Dr. Adams: My time at ICO is split about 50/50 between precepting students in clinic and teaching in a lab setting. I have been fortunate to work alongside our anatomy course instructors in human, ocular, and neuroanatomy labs. We use real and fabricated anatomical models, histology sections on the light microscope, and even have plastinated brain slices for the students to study.
For patient care, I work in the primary care clinic with second and third year students, and sporadically work in other specialty clinics, such as pediatrics or contact lens, as needed. Our patients are generally very appreciative and value the thorough assessment and attention given to their health. I also have weekly development time to pursue future projects or complete current tasks.
Overall, I enjoy going to work every day and interacting with incredibly smart and supportive faculty, staff, and students.

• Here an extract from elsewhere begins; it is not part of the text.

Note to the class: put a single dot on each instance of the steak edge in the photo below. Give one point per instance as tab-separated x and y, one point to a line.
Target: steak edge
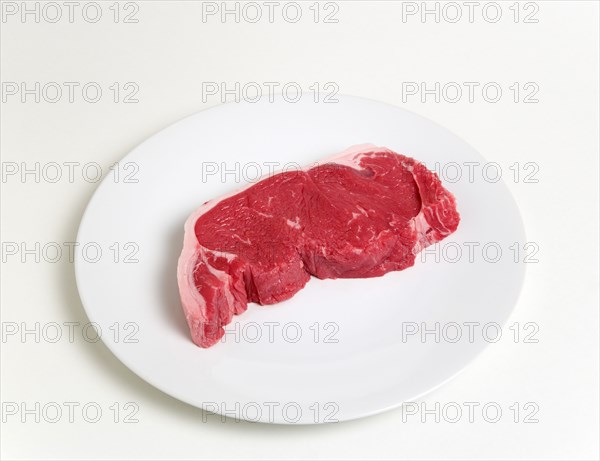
362	213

Dr. Borbidge: It’s really hard to have a “day in the life” because every day is so different, which is what I love! I run a community outreach program at an optometry college so I spend a lot of my time either coordinating vision screenings with our community partners or actually participating in the vision screenings with our optometry students. I also teach a couple courses so my day could be filled with preparing lecture material and/or working with students. I’m just starting to explore some research opportunities related to our community outreach program so I do spend some time on this. In addition, I am on a few different committees within the College and larger University so I often have weekly meetings where I have the opportunity to collaborate with different members within our academic institution. As you might imagine, no day is ever the same.
Optometrists interested in academia can network with peers and colleagues at conferences, as well as contact the faculty at their particular institution of interest to find out more of what a position there would look like. Most optometry college websites will have faculty contact information listed to the public. A career path in academia can offer both new and seasoned ODs a fulfilling and rewarding experience, one that they may not have initially envisioned themselves having.